Thank you. I received the sample documents. I see you sent one as rtf, but
CSE HTML Validator doesn't check rtf files so I loaded it in Microsoft Word and copied the text to the clipboard and then pasted it into
CSE HTML Validator.
When I used HTML Tidy, it said it generated 17 fewer errors and 23 fewer warnings than the original document, so that seemed to be a definite improvement in the tidied version.
I realized that one issue that might be affecting the comparison of the before & after is if the validation is terminated because of too many errors or warnings. In this case the results may not be accurate because the entire document wasn't checked. I will try to address this issue in an update.

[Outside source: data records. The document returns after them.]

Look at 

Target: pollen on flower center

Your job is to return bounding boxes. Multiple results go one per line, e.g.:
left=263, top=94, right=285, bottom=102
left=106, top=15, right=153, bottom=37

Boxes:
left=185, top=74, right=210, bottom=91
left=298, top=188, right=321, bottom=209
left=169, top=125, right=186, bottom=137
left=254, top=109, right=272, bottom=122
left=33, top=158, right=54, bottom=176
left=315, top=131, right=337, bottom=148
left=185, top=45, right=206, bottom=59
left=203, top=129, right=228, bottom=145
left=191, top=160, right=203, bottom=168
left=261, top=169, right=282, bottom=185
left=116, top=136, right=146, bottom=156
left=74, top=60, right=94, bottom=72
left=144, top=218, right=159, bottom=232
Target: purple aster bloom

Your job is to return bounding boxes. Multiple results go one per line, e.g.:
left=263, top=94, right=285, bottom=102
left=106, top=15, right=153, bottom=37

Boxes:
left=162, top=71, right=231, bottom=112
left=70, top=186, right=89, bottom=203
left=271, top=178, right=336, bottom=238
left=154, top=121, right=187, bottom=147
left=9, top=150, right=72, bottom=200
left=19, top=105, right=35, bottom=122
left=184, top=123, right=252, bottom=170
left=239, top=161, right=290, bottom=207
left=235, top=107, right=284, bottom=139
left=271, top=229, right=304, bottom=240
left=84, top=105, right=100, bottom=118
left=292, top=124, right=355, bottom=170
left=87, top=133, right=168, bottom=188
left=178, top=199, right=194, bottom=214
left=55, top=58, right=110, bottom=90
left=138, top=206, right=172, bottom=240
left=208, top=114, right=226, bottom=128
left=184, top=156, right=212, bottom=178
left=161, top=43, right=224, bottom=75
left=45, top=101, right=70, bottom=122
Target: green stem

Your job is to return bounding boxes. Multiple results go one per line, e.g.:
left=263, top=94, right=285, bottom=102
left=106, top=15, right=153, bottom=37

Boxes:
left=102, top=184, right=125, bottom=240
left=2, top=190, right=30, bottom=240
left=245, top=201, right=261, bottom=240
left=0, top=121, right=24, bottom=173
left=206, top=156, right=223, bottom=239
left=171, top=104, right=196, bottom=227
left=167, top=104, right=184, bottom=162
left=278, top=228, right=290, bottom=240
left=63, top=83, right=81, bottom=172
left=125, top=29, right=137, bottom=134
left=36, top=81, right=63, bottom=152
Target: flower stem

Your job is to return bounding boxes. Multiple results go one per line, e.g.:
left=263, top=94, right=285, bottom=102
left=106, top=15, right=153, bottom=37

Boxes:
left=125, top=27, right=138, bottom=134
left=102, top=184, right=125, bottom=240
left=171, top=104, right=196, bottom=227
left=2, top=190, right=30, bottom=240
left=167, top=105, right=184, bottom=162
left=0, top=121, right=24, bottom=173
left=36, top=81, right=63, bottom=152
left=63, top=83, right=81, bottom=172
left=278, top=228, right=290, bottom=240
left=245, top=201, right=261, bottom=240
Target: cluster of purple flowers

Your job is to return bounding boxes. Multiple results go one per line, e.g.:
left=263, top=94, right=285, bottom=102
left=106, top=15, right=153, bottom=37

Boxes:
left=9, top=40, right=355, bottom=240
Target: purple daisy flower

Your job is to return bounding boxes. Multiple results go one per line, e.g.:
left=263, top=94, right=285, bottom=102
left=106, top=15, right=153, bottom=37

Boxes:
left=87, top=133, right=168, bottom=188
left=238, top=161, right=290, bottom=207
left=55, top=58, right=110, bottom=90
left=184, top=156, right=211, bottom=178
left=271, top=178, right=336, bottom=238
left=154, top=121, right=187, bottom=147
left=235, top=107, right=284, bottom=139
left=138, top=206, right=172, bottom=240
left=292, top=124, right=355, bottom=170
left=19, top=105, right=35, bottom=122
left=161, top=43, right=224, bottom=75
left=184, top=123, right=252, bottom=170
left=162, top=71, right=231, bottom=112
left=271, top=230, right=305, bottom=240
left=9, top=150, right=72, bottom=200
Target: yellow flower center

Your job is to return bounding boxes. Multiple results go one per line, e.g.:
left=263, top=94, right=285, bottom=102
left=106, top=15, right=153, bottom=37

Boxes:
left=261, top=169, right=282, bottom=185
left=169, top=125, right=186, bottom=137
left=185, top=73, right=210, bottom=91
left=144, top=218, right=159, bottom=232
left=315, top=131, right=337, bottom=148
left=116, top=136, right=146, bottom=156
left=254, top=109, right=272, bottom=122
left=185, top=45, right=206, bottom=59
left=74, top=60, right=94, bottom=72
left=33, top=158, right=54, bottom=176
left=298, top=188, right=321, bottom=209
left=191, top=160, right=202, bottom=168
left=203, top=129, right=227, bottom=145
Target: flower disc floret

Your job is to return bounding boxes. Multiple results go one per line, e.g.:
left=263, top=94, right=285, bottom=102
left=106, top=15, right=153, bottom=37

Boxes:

The above looks like what might be causing the confusion in your case. The screenshot you provided is difficult to read. Is it showing 20 warnings for the original and the tidied version? If so, then it is likely the validation was aborted because of too many warnings, and because the validation of the original document may not have stopped at the same place as the validation of the tidied document, the results can be misleading or incomparable.

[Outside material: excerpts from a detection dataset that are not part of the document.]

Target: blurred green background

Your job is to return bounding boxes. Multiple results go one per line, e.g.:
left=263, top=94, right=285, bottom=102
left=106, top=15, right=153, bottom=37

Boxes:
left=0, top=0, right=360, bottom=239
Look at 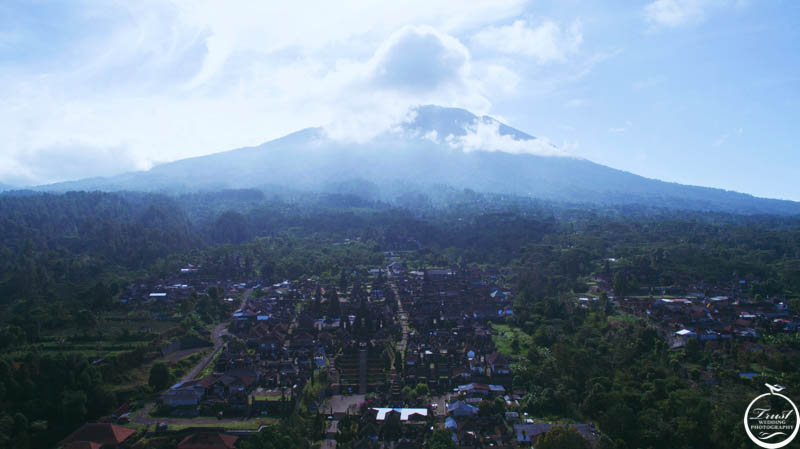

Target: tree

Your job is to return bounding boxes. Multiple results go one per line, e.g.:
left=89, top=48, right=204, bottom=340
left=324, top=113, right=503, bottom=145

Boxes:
left=147, top=362, right=172, bottom=391
left=536, top=426, right=589, bottom=449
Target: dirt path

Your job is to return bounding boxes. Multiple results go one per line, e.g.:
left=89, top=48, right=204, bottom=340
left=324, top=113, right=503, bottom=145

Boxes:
left=181, top=288, right=253, bottom=382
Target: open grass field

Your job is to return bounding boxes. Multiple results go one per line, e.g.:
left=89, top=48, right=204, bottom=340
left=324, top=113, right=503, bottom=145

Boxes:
left=492, top=323, right=534, bottom=358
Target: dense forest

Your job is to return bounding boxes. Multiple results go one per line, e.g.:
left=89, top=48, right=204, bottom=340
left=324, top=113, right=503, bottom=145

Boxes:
left=0, top=190, right=800, bottom=448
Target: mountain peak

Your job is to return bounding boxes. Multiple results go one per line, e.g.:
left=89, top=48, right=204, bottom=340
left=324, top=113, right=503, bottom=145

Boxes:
left=403, top=104, right=535, bottom=140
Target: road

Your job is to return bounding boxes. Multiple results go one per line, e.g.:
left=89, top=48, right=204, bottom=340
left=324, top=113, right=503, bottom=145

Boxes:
left=181, top=288, right=253, bottom=382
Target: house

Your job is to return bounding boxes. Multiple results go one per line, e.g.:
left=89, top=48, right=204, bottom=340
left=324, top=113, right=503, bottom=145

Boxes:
left=514, top=424, right=552, bottom=443
left=178, top=432, right=239, bottom=449
left=447, top=401, right=478, bottom=416
left=161, top=378, right=209, bottom=407
left=60, top=423, right=136, bottom=449
left=486, top=352, right=511, bottom=375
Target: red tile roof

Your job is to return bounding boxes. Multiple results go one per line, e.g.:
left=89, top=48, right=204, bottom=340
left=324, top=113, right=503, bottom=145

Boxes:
left=61, top=423, right=136, bottom=448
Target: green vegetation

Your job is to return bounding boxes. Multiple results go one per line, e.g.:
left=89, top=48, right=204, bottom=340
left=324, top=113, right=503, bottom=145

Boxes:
left=0, top=191, right=800, bottom=449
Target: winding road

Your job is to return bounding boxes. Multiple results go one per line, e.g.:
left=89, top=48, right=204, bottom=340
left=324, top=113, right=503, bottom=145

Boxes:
left=131, top=288, right=252, bottom=425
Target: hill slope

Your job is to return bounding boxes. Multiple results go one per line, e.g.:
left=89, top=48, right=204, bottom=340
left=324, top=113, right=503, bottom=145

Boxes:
left=31, top=106, right=800, bottom=214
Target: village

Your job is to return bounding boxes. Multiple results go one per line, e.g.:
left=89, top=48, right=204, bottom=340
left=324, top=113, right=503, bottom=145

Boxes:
left=57, top=259, right=800, bottom=449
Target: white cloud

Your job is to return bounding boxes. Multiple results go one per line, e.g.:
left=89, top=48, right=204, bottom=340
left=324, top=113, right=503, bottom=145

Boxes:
left=644, top=0, right=748, bottom=27
left=564, top=98, right=586, bottom=108
left=608, top=120, right=632, bottom=134
left=444, top=120, right=569, bottom=156
left=472, top=20, right=583, bottom=64
left=0, top=0, right=523, bottom=184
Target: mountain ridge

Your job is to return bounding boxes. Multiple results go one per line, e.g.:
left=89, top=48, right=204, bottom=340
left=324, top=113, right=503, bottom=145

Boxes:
left=21, top=105, right=800, bottom=214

You could try increasing the maximum number of errors and warnings to 50 or so, in the
Options->Validator Engine Options,
Validator Engine->Message Output page. You could also try turning off accessibility checking. This may improve the comparison results.

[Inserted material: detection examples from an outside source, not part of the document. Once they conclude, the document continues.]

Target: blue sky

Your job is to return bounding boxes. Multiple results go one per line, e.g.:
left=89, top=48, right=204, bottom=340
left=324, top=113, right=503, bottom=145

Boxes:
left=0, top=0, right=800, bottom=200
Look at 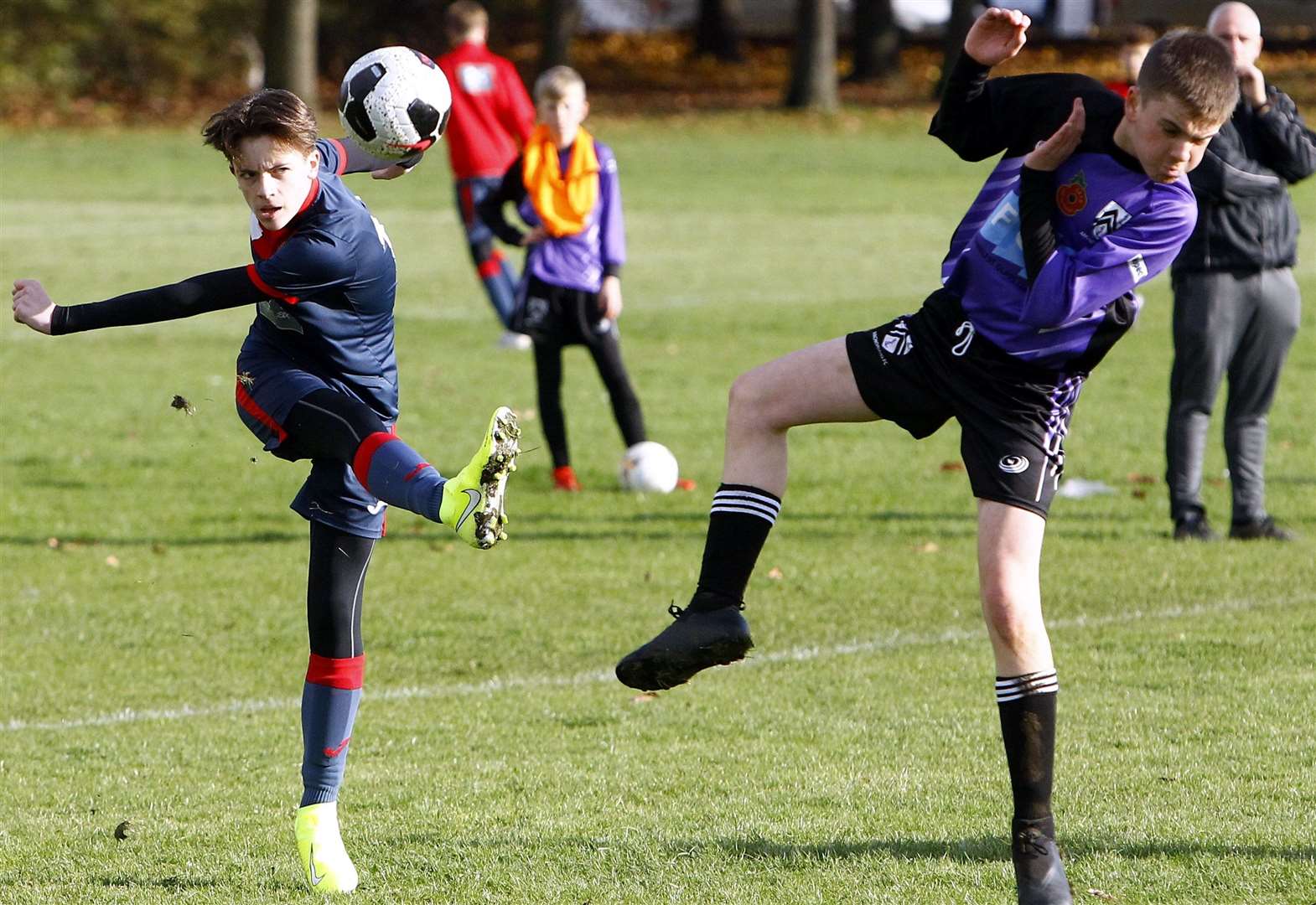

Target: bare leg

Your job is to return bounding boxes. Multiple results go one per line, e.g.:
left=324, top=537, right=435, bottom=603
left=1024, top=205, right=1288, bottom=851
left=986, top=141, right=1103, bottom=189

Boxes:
left=978, top=500, right=1055, bottom=676
left=723, top=337, right=878, bottom=496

By the way, I noticed in the original document there was this line with a missing '=' after the "content" attribute:
- Code: Select all
<meta name="robots" content"index, follow">
HTML Tidy "corrects" this to:
- Code: Select all
<meta name="robots">
Notice it removed the
content"index, follow" part completely, as it probably assumed it was just an invalid attribute or construct. This is a good example of how these tools can do things you really don't want, so always be aware of things like this when using any auto-fix tool.